El primer cliente estrella: meta y el cpu agi
El primer cliente en adoptar esta nueva Tecnología será Meta, que utilizará el chip, denominado CPU AGI, para mejorar la eficiencia de sus centros de datos. Este procesador, con una impresionante capacidad de hasta 136 núcleos y un consumo de 300 vatios, se presenta como un competidor directo para los diseños x86 de Intel y AMD, los reyes indiscutibles del mercado de servidores.
Pero la ambición de Arm va más allá. La compañía prevé que el negocio de chips superará a sus ingresos actuales por licencias de Tecnología, alcanzando un total de 25.000 millones de dólares en cinco años. Una cifra que, según analistas, podría multiplicar por cinco las ventas actuales.
La clave del cambio: René Haas y la apuesta por los centros de datos Bajo el liderazgo de su consejero delegado, René Haas, Arm ha abandonado su rol tradicional como proveedor de Tecnología para smartphones para centrarse en el mercado de los centros de datos, un sector mucho más rentable, aunque también más complejo. Un cambio estratégico que, según Haas, permitirá a Arm obtener mayores márgenes de beneficio en comparación con la venta de licencias.
La diferencia es abismal: mientras que Arm obtiene alrededor de un 5% de ingresos por licencias cuando los clientes usan su conjunto de instrucciones, la fabricación propia de chips le permitiría obtener un beneficio bruto de hasta 500 dólares por chip, según las estimaciones de Jason Child, el director financiero de la compañía. Una jugada que, en palabras de Haas, ha encontrado una demanda considerable: “Tenemos clientes haciendo cola para comprarlo”.

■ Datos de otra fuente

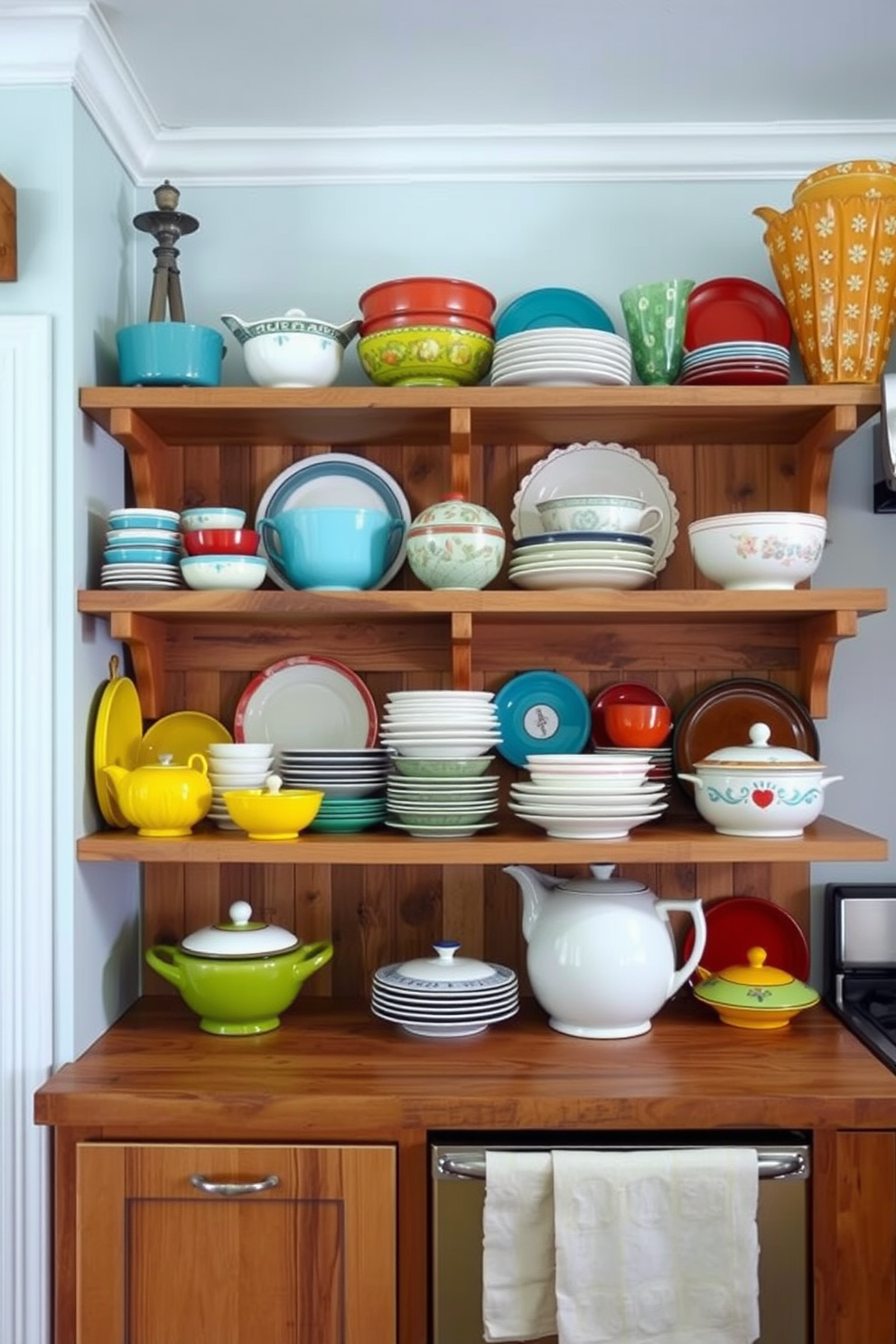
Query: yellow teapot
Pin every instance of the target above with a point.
(163, 800)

El lanzamiento de este nuevo chip, diseñado para complementar los aceleradores de Nvidia, no está exento de desafíos. Arm se enfrenta a una competencia feroz en un mercado donde ya operan varias startups y empresas consolidadas, incluyendo a Nvidia, que recientemente presentó su propia línea de CPU.
Lo que nadie cuenta es que esta incursión en el sector de los chips podría tensar la relación de Arm con sus clientes actuales, como Meta, OpenAI y SK Telecom, quienes ya cuentan con sus propios programas de desarrollo de chips y licencian Tecnología de Arm. Sin embargo, Haas argumenta que el mercado es lo suficientemente amplio para acoger a varios competidores y que la eficiencia energética superior del CPU AGI, en comparación con los diseños tradicionales de Intel y AMD, representa una ventaja competitiva clave.
SoftBank observa con atención El buen desempeño de Arm también beneficia a su propietaria, SoftBank, cuya entrada en el mercado de los centros de datos de IA se intensifica con esta apuesta estratégica, permitiéndole financiar, además, las ambiciosas inversiones de Masayoshi Son en OpenAI y centros de datos.
Con un margen bruto del 98% en su último trimestre, Arm demuestra una rentabilidad envidiable, superando incluso a gigantes como Nvidia, cuya rentabilidad ronda el 70%. La cifra habla por sí sola: se espera que Nvidia alcance ventas anuales de 356 mil millones de dólares este año fiscal, mientras que Arm se posiciona para desafiar su hegemonía en el mercado de procesadores para centros de datos. El futuro, por lo tanto, se dibuja con una competencia más intensa y una reconfiguración de las dinámicas de poder en el sector tecnológico.